The building, also known as ‘Chez Robert Electron Libre,’ is located between the Louvre and the Hôtel de Ville (City Hall). A modern, thriving art studio so close to the most famous museum in the world, which may not have existed at all without the assistance of the Mayor’s office.
In 1999, three artists named Kalex, Gaspard, and Bruno (playfully calling themselves ‘the KGB’) forcibly gained access to a building which had lain dormant for 15 years. Abandoned by the state, 59 Rue de Rivoli became their home and office. Only three months later, the eviction notices began arriving. Thanks to some crafty legal work, and good publicity from the Parisian press, the group was still enjoying their new home in March 2001, but remained ‘squatters’, hence the term ‘Squart’.
They found a sympathetic ear in Mayoral candidate Bertrand Delanoë, who promised, if elected, to make 59 Rivoli a legal art studio and gallery. Delanoë was elected in March 2001, and remained true to his word. The city bought 59 Rue de Rivoli in 2005, and granted the space for use as a studio and performance space. The building needed to be closed for renovations in 2006, but has been open to the public since re-opening in 2009.
There are 20 permanent artists in the building, as well as ten positions for temporary residents. These residents stay for between three and six months at a time. For this reason, a visit in June can be vastly different from a visit in November. Although the artists no longer live on the premises, each artist’s studio space is theirs for the length of their residency, with each floor hosting four or five artists.
It can feel a little odd walking into someone’s workplace. But the artists at 59 Rivoli are invariably cheerful and easy to talk to — often in English. This is the whole point of the building: to see the artists at work, and to interact with them and their space. So visitors shouldn’t feel shy or awkward. There are six floors, each with four or five artists displaying their wares. Some spaces are very clearly defined as belonging to a particular artist. In others, it is not immediately clear who has sculpted or painted what.

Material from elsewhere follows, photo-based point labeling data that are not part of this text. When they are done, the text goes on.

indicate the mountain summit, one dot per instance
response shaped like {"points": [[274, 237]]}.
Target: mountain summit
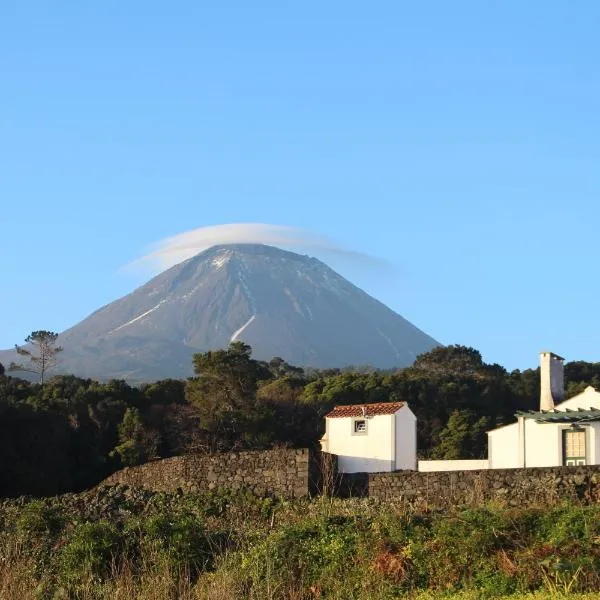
{"points": [[281, 303]]}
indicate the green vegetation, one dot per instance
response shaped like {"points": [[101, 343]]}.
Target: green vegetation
{"points": [[129, 543], [70, 433]]}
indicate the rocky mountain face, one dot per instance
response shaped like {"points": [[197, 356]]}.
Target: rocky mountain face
{"points": [[281, 303]]}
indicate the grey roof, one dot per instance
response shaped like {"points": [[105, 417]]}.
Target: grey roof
{"points": [[568, 415]]}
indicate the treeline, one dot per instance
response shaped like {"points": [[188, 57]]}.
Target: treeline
{"points": [[70, 433]]}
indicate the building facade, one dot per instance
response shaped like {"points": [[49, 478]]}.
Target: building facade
{"points": [[372, 438]]}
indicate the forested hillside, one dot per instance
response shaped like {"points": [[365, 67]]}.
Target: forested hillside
{"points": [[70, 433]]}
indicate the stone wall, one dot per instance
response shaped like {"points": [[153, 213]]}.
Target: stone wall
{"points": [[514, 487], [281, 473]]}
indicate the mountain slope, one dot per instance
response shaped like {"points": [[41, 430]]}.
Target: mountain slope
{"points": [[281, 303]]}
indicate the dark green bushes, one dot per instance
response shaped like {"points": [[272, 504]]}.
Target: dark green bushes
{"points": [[260, 548]]}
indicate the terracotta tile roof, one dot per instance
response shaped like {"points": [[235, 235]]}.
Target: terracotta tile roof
{"points": [[365, 410]]}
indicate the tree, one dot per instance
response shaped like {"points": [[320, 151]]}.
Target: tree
{"points": [[136, 443], [224, 391], [42, 359], [462, 437]]}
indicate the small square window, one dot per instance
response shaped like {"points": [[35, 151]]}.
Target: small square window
{"points": [[359, 426]]}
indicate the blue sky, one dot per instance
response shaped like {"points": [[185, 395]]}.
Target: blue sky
{"points": [[460, 141]]}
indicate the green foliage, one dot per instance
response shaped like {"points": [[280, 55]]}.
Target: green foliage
{"points": [[89, 554], [136, 443], [266, 549], [313, 553], [70, 433], [42, 358], [463, 435]]}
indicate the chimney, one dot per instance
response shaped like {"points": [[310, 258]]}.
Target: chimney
{"points": [[552, 387]]}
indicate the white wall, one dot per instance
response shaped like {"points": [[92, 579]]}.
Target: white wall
{"points": [[503, 447], [543, 443], [406, 439], [429, 466], [370, 453]]}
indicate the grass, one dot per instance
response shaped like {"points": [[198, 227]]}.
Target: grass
{"points": [[128, 544]]}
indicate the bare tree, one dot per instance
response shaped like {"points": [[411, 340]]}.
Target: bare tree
{"points": [[42, 358]]}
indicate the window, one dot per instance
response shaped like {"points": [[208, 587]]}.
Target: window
{"points": [[574, 447], [359, 427]]}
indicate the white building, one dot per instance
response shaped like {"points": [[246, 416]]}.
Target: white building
{"points": [[559, 433], [371, 438]]}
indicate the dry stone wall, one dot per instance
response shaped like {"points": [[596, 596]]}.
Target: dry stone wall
{"points": [[281, 473], [514, 487]]}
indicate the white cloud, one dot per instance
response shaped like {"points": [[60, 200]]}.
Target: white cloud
{"points": [[173, 250]]}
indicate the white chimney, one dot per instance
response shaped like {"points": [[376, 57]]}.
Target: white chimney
{"points": [[552, 386]]}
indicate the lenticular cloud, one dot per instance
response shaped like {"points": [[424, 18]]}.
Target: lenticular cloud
{"points": [[173, 250]]}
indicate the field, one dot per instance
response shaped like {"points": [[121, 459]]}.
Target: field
{"points": [[126, 543]]}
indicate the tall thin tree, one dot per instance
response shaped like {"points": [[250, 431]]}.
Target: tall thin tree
{"points": [[42, 358]]}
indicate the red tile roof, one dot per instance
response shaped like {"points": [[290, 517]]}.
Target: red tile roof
{"points": [[365, 410]]}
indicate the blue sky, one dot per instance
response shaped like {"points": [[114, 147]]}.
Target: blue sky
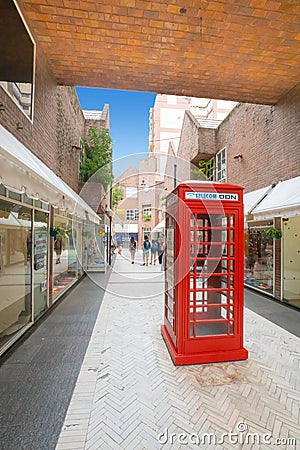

Unlike a classic art gallery, the art is not divided by style or medium. All of the works are contemporary, ranging from fairly traditional portraits, to huge wall-sized explorations of color and mood, to a full-room installations using old junk and used metro tickets. More importantly, whenever you visit, half of these artworks will be different, if not half of the artists themselves. In the sense that this is a gallery, it is a reflection of what each artist is working on that day, week or month. It may be that your favorite work will be a half-finished portrait, propped up against a chair.
Photography is allowed in many of the rooms, although this is dependent on the wishes of each artist, so it is worth checking first. Most sell their work on site, and many can be commissioned for one-off portraits and other original pieces.
59 Rivoli is not simply a home for the visual arts. The building hosts concerts every weekend, and twice a year the collective organizes a weekend-long music and art festival, filling the whole space with live music.
59 Rue de Rivoli, 75001 Paris is open daily from 1pm to 8pm, except on Mondays. Entrance is free.